Parabola
dell’abuso di Potere
Il nostro beneamato 'premier' deve la fortuna della sua sorprendente carriera politica all'assonanza del suo cognome con il titolo (ed il contenuto) di quest'opera wagneriana?
Rienzi, l’ultimo
dei tribuni è la terza opera di Richard Wagner e tratta della vicenda storica
di Cola di Rienzo, il notaio papalino del Trecento che tentò di restaurare in
città la repubblica sul modello dell’antica Roma, facendosi nominare Tribuno
della plebe.
Imponente dramma in cinque atti, Rienzi rispecchia lo stile del Grand-Opéra francese, dominante allora nei teatri di tutta Europa.
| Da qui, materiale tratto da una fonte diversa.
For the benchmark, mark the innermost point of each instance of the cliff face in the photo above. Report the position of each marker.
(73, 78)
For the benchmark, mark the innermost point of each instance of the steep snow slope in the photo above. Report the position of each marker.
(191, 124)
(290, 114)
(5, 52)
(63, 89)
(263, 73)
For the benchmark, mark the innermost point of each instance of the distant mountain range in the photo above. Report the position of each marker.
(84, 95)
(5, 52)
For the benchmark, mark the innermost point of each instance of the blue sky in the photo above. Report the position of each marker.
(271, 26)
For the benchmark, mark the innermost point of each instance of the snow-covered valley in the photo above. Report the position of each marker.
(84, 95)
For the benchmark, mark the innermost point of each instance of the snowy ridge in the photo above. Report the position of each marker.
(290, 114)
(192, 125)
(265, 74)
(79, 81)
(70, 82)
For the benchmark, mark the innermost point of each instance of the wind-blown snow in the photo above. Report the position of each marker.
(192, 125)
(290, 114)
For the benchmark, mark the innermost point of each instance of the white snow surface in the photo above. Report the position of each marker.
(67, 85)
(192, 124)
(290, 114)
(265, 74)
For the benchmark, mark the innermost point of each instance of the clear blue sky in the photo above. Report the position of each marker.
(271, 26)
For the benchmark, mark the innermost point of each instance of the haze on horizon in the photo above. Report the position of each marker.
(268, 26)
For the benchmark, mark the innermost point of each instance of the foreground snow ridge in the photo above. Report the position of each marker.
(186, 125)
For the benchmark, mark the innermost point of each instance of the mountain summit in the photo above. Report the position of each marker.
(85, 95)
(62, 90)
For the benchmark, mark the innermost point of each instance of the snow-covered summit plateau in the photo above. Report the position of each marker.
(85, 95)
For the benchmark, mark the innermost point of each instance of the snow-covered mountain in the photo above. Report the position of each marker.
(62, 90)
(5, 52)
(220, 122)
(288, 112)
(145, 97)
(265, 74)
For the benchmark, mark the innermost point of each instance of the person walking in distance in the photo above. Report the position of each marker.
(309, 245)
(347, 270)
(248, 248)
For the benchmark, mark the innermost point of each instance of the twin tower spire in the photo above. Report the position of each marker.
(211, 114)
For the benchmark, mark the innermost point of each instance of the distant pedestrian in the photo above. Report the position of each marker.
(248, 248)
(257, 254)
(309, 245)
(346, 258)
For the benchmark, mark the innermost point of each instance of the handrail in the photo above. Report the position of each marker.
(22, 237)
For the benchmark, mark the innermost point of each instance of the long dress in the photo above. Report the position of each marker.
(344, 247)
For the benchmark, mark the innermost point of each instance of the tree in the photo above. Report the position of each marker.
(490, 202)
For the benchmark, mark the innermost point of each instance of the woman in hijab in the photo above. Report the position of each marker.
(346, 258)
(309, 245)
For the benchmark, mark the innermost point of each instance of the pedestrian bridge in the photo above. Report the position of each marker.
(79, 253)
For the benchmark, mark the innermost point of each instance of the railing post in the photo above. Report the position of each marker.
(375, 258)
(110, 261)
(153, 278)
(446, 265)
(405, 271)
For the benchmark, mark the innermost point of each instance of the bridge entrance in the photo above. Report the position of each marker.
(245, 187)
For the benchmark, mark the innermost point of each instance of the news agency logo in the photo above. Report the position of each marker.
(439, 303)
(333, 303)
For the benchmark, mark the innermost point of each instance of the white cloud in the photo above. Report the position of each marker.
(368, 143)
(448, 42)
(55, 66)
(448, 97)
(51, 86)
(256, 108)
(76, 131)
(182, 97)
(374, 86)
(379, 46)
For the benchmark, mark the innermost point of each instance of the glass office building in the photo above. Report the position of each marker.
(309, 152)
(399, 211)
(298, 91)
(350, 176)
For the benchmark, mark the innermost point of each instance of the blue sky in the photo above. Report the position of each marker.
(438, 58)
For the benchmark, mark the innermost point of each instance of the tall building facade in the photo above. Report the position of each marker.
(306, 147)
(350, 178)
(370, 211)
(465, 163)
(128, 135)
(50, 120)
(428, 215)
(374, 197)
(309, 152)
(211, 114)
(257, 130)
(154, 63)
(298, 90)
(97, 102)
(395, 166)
In quest’opera però le peculiarità di tale stile sono volutamente esasperate da Wagner in ogni aspetto, come dichiara egli stesso: «Il Grand-Opéra con tutta la sua pompa musicale e scenica, la sua passionalità ricca di effetti e operante con masse musicali, stava di fronte a me e la mia ambizione artistica mi spingeva non solamente ad imitarla, ma addirittura a superarne tutte le passate manifestazioni con un dispendio illimitato di energie.» In effetti il ventisettenne Wagner riuscì a portare davvero all’estremo ogni aspetto del Rienzi, tanto che alla prima rappresentazione a Dresda l’intero dramma, inclusi gli intervalli, arrivò alla durata record di sei ore.
L’idea dell’opera
gli era venuta nel 1836 con la lettura del romanzo di Edward Bulwer-Lytton 'Rienzi,
the last of the Roman Tribunes', a cui seguì l’anno seguente la stesura del
libretto e finalmente, nell’agosto del 1838, l’inizio della partitura. La prima
rappresentazione del Rienzi fu al Teatro di Corte Reale il 20 ottobre dello
stesso anno con un successo immenso: Wagner, da totalmente sconosciuto
compositore in continua difficoltà economica, passò ad essere eletto
Kapellmeister del teatro di Dresda, potendosi finalmente stabilire nella
capitale sassone.
Rienzi
rappresenta il primo grande successo del compositore tedesco, un successo che
non si ripeterà più fino a oltre un decennio dopo, visto che i primi grandi
drammi nel suo stile del tutto innovativo e mai visto prima furono del tutto
incompresi e per molto tempo non accettati dai pubblici europei.
Il manoscritto
del Rienzi era nelle mani di Hitler (fervente ammiratore dell’opera) e di
conseguenza andò perso nei bombardamenti del 1945. Non esiste quindi
un’edizione di riferimento e molte sono le versioni possibili, con incisioni su
CD che vanno da due a quasi quattro ore. Con i suoi 150
minuti la messa in scena del Rienzi nel 2010 alla Deutsche Oper di Berlino è
una versione drasticamente condensata e distribuita in due atti dal regista e
scenografo Philipp Stölzl che qui utilizza in larga misura il mezzo filmico
(mezzo di propaganda favorito dai totalitarismi del XX secolo) nello stile dei
cinegiornali dell’Istituto Luce italiano o dei documentari di Leni Riefenstahl.